I love this question because it’s a major ego trip. It’s a chance for me to just sink into the gratifying sense that yes, I have achieved my goal of appearing superhuman, of overachieving, of fitting 28 hours into a 24 hour day. Whenever somebody asks me how I do it?, I get to make some kind of gently self-deprecating denial while gloating over the recognition that yes, I’ve managed to stump another one.
But how do you do it? is one of those unhealthy byproducts of online life. As I discussed in my recent post about coping with the #sxsw backchannel,
if there is one thing the Internet (and especially Twitter and Facebook) are good at, it’s letting us know about all the things we aren’t doing. Conversely, it’s pretty terrible at letting us know about all the things other people aren’t doing. So when you read the 140-character tweet that says “Just had great chat with @worldfamousguru at #ExclusiveConference that will make me stronger, faster & more attractive to same/opposite sex,” what you’re not seeing are characters 141-180 that would have read: “….while my children cry themselves to sleep and my partner berates me for once again leaving town, work, home and family responsibilities.”

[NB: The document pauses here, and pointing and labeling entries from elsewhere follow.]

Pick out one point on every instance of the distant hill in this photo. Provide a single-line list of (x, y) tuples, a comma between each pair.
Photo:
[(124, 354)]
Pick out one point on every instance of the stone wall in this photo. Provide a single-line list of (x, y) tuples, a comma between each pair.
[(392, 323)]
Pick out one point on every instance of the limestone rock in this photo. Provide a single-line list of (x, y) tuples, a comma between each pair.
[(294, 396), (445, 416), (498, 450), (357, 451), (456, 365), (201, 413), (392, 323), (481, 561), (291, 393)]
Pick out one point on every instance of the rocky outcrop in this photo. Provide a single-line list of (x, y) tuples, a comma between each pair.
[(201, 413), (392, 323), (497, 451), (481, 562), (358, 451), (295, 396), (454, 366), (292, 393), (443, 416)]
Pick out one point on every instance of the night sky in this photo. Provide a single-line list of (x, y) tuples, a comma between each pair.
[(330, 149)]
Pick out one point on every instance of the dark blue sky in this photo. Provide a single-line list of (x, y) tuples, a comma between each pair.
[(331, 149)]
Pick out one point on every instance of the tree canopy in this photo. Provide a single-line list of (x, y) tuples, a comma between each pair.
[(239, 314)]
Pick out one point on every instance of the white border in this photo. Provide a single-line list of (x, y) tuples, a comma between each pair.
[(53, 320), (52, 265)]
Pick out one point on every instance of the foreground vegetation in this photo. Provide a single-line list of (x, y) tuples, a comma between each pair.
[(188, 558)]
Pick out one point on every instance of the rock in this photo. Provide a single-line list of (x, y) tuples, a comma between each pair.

The gratification we get from amazing people with all the things we are doing is part of what feeds this dynamic. When we are read, or followed, or retweeted, or mentioned, it tells us that whatever we are doing at this moment has in some way been counted. We get a little dose of attention for whatever we’ve just shared, and like rats, we share the next thing in pursuit of another hit. We share and we share until our whirlwind of activity is enough to prompt the question, how do you do it?
But for all the satisfactions of how do you do it?, it comes at a cost. We fill up our social media streams with all the news of our activities, instead of seeking out and celebrating our undocumentable moments: the moments that are too exciting to stop and tweet, or too elusive to sum up in a blog post.
I’m not suggesting we stop sharing, but rather, that we wean ourselves from the how do you do it? The next time a blog post or tweet tempts you to ask that question, try filling in the blanks: not with the assumption that each reported accomplishment but a drop in someone’s ocean of achievement, but with the possibility that it’s the only thing they have to share.
As for those of us who are addicted to hearing the question, we have even more work in store. We need to lose our dependence on projecting superhuman activity, and acknowledge the merely human reality that we are all constantly making choices about what to do and what to neglect, about what to share and what to hide.
Sharing more online about what we’re not doing offline is one way to kick the how do you do it? addiction. In which spirit, here’s what our living room currently looks, while I sit here writing this blog post:
The horror, the horror!
But the other way to let go of how do you do it? is to actually answer the question. In which spirit, I’m going to spend this week sharing the secrets of how I do it, at least online. I hope they can help you do it…without getting you addicted to the question, too.
Someday I am going to incorporate into a blog post the fact that our lives have sort of become the social media equivalent of “if a tree falls in the forest and no one is around to hear it …..” as in “if I had a reunion with my childhood best friend who I had not seen in 30 years, we had a marvelous time, ate interesting local food, and walked away with hearts lifted and spirits soaring BUT had failed to document the moment with a smart phone, camera, or other method of sharing it via social media, did it happen or “count” at all?”
I wholeheartedly concur that the “real time life” happening out of the scope of social media (goodnight stories with kids; family fights; routine meals; all of the things that make up our lives but don’t get shared) is a bigger part of “all” than most of the statuses, tweets, and social media comments combined.
Fantastic post. As a working mom I love to see your living room and know that I’m not the only one who lets a few things slide on the domestic front in order to enjoy the time I do have with my family and friends. Part of how we get it all done is that we each have to choose what “all” means in our own lives. I can’t wait to read your upcoming posts.